R object can allow duplicated column name and storing different types of values
0
0
Entering edit mode
6 weeks ago
cwwong13 • 0

Indeed, the question has two parts but one goal:

To export a gene expression matrix from R that may contain duplicated column names with the top-left corner cell has a "column name" for the "row name".

I would like to export the matrix/ dataframe/ tibble (if any of these objects are compatible with goal) have the following structure:

Symbol tissue1 tissue2 tissue3 tissue2 tissue3
Abc 1 2 3 4 5
Bcd 2 3 4 5 6
Cfd 3 3 3 3 3
...


The row names are unique. Only the colname might be duplicated. and I also would like the exported txt/ csv file have a name for the rowname ("Symbol" in the example above). Indeed, I also open to other program languages (e.g. python), given I can easily import the data and do some simple data cleaning.

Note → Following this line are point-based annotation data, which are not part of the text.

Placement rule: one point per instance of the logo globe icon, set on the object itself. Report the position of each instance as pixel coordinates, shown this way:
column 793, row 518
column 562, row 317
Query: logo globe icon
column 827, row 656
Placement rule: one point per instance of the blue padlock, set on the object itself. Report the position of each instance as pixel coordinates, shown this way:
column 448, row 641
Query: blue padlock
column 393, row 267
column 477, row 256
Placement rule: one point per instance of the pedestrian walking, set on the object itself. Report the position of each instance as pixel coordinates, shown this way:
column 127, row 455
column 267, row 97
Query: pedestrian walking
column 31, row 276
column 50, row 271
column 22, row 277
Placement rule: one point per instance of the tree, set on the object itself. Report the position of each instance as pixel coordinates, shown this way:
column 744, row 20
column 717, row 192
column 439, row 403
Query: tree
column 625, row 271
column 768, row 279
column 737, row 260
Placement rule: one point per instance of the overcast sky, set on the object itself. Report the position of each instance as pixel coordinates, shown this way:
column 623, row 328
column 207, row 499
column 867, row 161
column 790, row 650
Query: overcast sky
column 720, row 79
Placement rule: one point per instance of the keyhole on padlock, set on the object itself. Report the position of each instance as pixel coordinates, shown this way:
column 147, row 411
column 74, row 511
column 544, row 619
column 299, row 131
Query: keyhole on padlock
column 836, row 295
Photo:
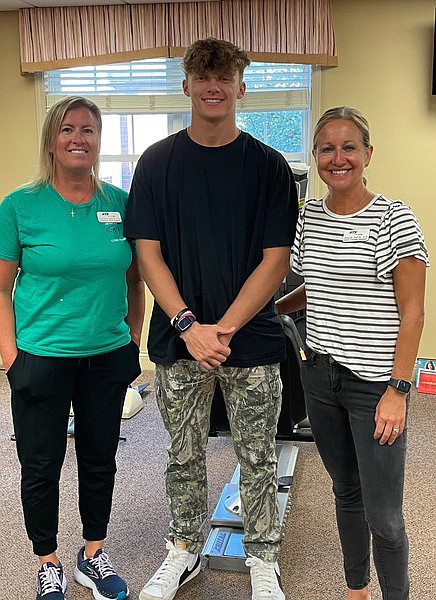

I found that matrix can store duplicated column name, but I cannot add the column name for the row name while tibble can have column name for the row name, but not duplicated column names.

Thanks!

R python • 147 views
1
Entering edit mode

see if this is what you want:

data(iris)
names(iris)
names(iris)[1:4]=c(rep("Petal.Width",4))
library(magrittr)
library(tibble)

iris=iris %>%
as.tibble(., .name_repair="minimal")  %>%
rownames_to_column(., var = "test")

write.csv(iris,"test.txt", row.names = F)


First four columns have same name. Both writing and loading can be done. However, downstream processing may be difficult with identical named columns.

0
Entering edit mode

Thanks for pointing out the .name_repair option. That works perfectly!

0
Entering edit mode

You may have to customize the R matrix or tibble class to allow the feature you need. This will break many downstream functions though, so watch out for that.